I didn't have any luck with medications, but have found certain supplements help a lot. I take CoQ10 and ALA for fog, Acetyl L-carnitine for energy, boswellia for pain and inflammation, and magnesium glycinate for the whole show! Other people have had luck with different things - we all have to be our own guinea pigs and try things until we find what works! I recommend reading through some of the threads here in the forum to see what everyone else is up to.

The other thing is suggest is making a notation diary for a couple of weeks to try to see if you can find any triggers that you're not currently aware of. Note down when your symptoms change,
what you feel mentally and physically, and look for patterns in relation to what you're doing/eating/experiencing/exposed to. That can help a lot!

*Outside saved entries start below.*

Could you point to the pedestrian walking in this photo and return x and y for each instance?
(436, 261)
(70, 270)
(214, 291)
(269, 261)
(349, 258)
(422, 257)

I hope you find the support and answers you're looking for here 🌻
 
Hi there and welcome. I hope you can find good answers and support here. I'd like to recommend this post, as it has many suggestions for things you can do for yourself that may very well help you enough to be able to stop taking addictive medication. Many things have have worked for me and for others. I wish you the best.....

 
Thanks to both replies... my flare is finally on the down side.. this the 2nd severe one in the last 3 months, dont usually get them this close together but under a lot of stress currently.. i am facing open heart surgery prob within next couple of months (waiting on appt for a second opinion).. i am seriously concerned about the surgery causing another severe flare up which would just mean more pain on top of pain! I have had afib for many years now and every procedure they have done so far has resulted in a bad flare up lasting st least 2 to 3 weeks..
I eat a healthy diet, cut out almost ALL sugar + carbs, lost 20 lbs (working on more) but none of these have helped with th FM pain... adding more supplements slowly..
 
Thanks to both replies... my flare is finally on the down side.. this the 2nd severe one in the last 3 months, dont usually get them this close together but under a lot of stress currently.. i am facing open heart surgery prob within next couple of months (waiting on appt for a second opinion).. i am seriously concerned about the surgery causing another severe flare up which would just mean more pain on top of pain! I have had afib for many years now and every procedure they have done so far has resulted in a bad flare up lasting st least 2 to 3 weeks..
I eat a healthy diet, cut out almost ALL sugar + carbs, lost 20 lbs (working on more) but none of these have helped with the FM pain... adding more supplements slowly..

Hi Kay,

Wow, it sounds like you're going through a lot right now, and have achieved so much in terms of self care - give yourself credit for that, even if you're not feeling much benefit yet! I can totally understand your worry in anticipation that the surgery could trigger you. I think the only advice I can give - what I'd try to do if I were in your shoes - is to do all the "right" things (as you are already!) and then focus on being as self compassionate as possible, with the aim of keeping that stress as low as you can. For me, keeping my stress response to pain down (and its capacity to keep re-triggering that pain!) was all about acceptance. I know that the pain and recovery from your surgery is going to be a totally different ball game, but for the fibro side at least, perhaps these ideas might help a little. I wrote this to someone else a while back:
I was stuck in a vicious cycle of being afraid of my body, and having a really massive stress response whenever my symptoms either flared up, or did something I couldn't figure out, which in turn triggered my fibro. A therapist helped me make a massive breakthrough by introducing me to the idea of "radical acceptance". Emphasis on the radical!

He got me to sit with my pain, tuning into my body, and to try to accept that each feeling is just there, but that it can't hurt me. As awful as we might feel, that pain is just a sensation - it can't damage us in any way - and it will recede again. When we have a good day, we can try to just live in the moment, and enjoy it as much as we're able. The more we accept how we feel, the less likely we are to trigger ourselves more by dumping stress hormones into our systems.
Best of luck to you through it all, Kay. Please do let us know how you get on, and come chat/vent whenever you feel like it!